Your post reminded me of a drugstore experience - I really should have known better!! One of my other hobbies/interests/vices is microscopy. Someone wrote in one of the microscopy magazines that hypodermic syringe needles were really good to use as probes to move parts of specimens about while mounting them on slides. Next time I was in our local branch of Boots I approached the pharmacy counter and naively asked if they sold hypodermic needles. The result resembled the scene you get when you lift a paving slab off an ants' nest, but scaled-up to human dimensions! I took it that the answer was 'no'!
Some months later, I had a short spell in hospital and on discharge was sent home with a handful of syringes pre-loaded with heparin and a sharps receptacle for their safe disposal after use. Needless to say, none of the syringes got into the sharps receptacle - they're all in the microscopy tools box!

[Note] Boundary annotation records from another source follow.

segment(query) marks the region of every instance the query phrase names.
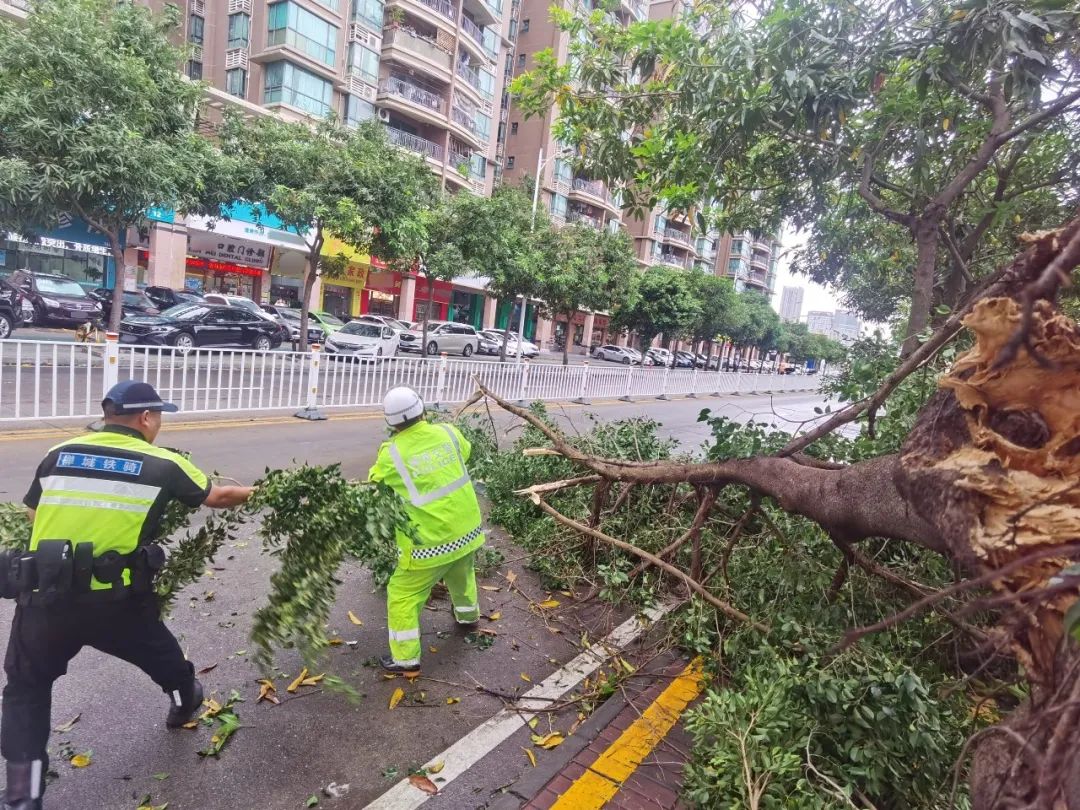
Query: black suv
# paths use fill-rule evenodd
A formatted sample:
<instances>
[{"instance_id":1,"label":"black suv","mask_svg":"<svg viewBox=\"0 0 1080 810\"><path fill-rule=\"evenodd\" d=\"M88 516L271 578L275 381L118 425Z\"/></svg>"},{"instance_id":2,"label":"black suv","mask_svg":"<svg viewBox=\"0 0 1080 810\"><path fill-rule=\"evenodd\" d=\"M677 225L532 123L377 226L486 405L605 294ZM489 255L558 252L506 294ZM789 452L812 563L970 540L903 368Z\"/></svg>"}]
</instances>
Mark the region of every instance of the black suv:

We did experiment with refilling our own printer ink cartridges - the refill kits come with syringes and needles, too small to use to fill my QC gear-box though.
Lew_Merrick_PE:
--- Quote from: Pete W. on May 13, 2014, 10:16:45 AM ---Your post reminded me of a drugstore experience - I really should have known better!! One of my other hobbies/interests/vices is microscopy. Someone wrote in one of the microscopy magazines that hypodermic syringe needles were really good to use as probes to move parts of specimens about while mounting them on slides. Next time I was in our local branch of Boots I approached the pharmacy counter and naively asked if they sold hypodermic needles. The result resembled the scene you get when you lift a paving slab off an ants' nest, but scaled-up to human dimensions! I took it that the answer was 'no'!
--- End quote ---
Here in the U.S. such "responses" are common in pharmacies and clinics. However, veterinarian's do not seem to have such an immediate call the cops response. I normally get large bore sharps for injecting adhesives from my local vet hospital.